Texas Designates Muslim Brotherhood, CAIR as Terrorist Organizations

The proclamation grants the Texas Attorney General the authority to initiate legal action to shut them down.

On Nov. 18, Texas Governor Greg Abbott issued a proclamation officially designating the Council on American-Islamic Relations (CAIR) and the Muslim Brotherhood as foreign terrorist and transnational criminal organizations under Texas law, amid rising concerns about foreign influence in the state.

The move bans both groups from purchasing or acquiring property in Texas, and authorizes the state’s attorney general to file lawsuits to shut them down. Posting via social media, Abbott wrote: “Today, I designated the Muslim Brotherhood and Council on American-Islamic Relations as foreign terrorist and transnational criminal organizations. This bans them from buying or acquiring land in Texas and authorizes the Attorney General to sue to shut them down.”

The proclamation points to previous legal findings and federal designations that connect the Muslim Brotherhood and its affiliates to Hamas, which has been classified as a foreign terrorist organization since 1997.

It specifically references the Texas-based Holy Land Foundation case, where jurors determined the charity operated as a Hamas front and was part of a broader U.S. Muslim Brotherhood network allegedly aiming to “wage jihad” and “destroy Western civilization from within.”

The proclamation further asserts that several U.S. organizations—including the North American Islamic Trust, the Islamic Society of North America, and CAIR USA—are linked to the Muslim Brotherhood, and claims that CAIR has “repeatedly been found to have provided support to Hamas through its employees and members.”

With this designation, Texas can seize the groups’ property, block real estate transactions, and restrict their ability to contract with government entities under the Texas Property and Penal Codes.

The proclamation also states that CAIR Texas has participated in a variety of activities, including funding operations and public advocacy for Muslim Brotherhood affiliates and Hamas, as well as offering legal support through lawsuits and civil rights initiatives. It further alleges that CAIR has promoted efforts to defund the police, challenged the Patriot Act’s counterterrorism provisions, spread pro-Hamas messaging, and encouraged religious and political radicalization through events and recruitment drives.

CAIR responded on X by calling the proclamation defamatory and “has no basis in fact or law.” The group said they have sued the governor “three different times for shredding the First Amendment to benefit the Israeli government, and we are ready to sue him again if he attempts to turn this publicity stunt into real policy. See you in court again, Greg…if you dare.”
One notable lawsuit was filed in 2024, in which CAIR challenged an executive order by the governor that directed Texas public universities to revise their policies in response to what was described as a sharp rise in anti-Semitic speech on campuses amid escalating tensions over the Israel-Gaza war.

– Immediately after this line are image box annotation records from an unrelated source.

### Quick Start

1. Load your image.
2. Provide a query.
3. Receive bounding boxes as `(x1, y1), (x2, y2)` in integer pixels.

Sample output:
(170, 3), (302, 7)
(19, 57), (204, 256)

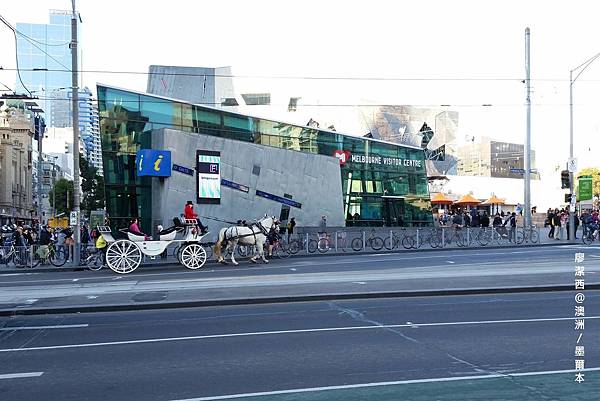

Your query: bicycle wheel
(288, 240), (302, 255)
(274, 244), (290, 259)
(476, 231), (490, 246)
(48, 248), (67, 267)
(350, 238), (362, 252)
(371, 237), (383, 251)
(402, 235), (416, 249)
(85, 250), (104, 271)
(317, 238), (331, 253)
(529, 229), (540, 244)
(515, 230), (525, 244)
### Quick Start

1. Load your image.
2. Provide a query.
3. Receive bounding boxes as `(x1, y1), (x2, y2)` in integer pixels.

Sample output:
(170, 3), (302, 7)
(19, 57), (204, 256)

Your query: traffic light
(560, 170), (571, 189)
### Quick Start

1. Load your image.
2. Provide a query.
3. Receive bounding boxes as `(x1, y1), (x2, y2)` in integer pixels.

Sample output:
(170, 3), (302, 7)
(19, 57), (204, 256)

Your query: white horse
(215, 216), (277, 266)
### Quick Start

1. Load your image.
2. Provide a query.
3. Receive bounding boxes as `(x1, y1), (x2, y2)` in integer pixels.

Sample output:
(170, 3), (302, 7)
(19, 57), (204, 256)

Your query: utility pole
(523, 27), (531, 227)
(67, 0), (81, 266)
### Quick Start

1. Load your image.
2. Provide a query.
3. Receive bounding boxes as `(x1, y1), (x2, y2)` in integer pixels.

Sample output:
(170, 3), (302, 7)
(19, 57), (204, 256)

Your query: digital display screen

The lawsuit, brought by the Students for Justice in Palestine chapters at the University of Houston and UT Dallas, along with the Democratic Socialists of America, argued that the executive order infringed upon free speech rights.

For CAIR and its local chapters, the ban on property acquisition, along with the threat of civil suits, could disrupt operations in Texas. For the nation, the proclamation joins a growing list of individual state-level initiatives to regulate land ownership and nonprofit activity linked to organizations linked to terrorists, criminal networks, violence, or a threat to national security.

The Muslim Brotherhood was founded in Egypt in 1928 and is often described as a transnational Islamist movement with affiliates worldwide. According to the Program on Extremism at The George Washington University, the group “advocates a bottom-up, gradual Islamization of society that would eventually lead to the formation of a purely Islamic society and political entity.”

CAIR, founded in the U.S. in 1994, identifies itself as a Muslim civil-rights organization whose “mission is to protect civil rights, enhance understanding of Islam, promote justice, and empower American Muslims,” according to its website.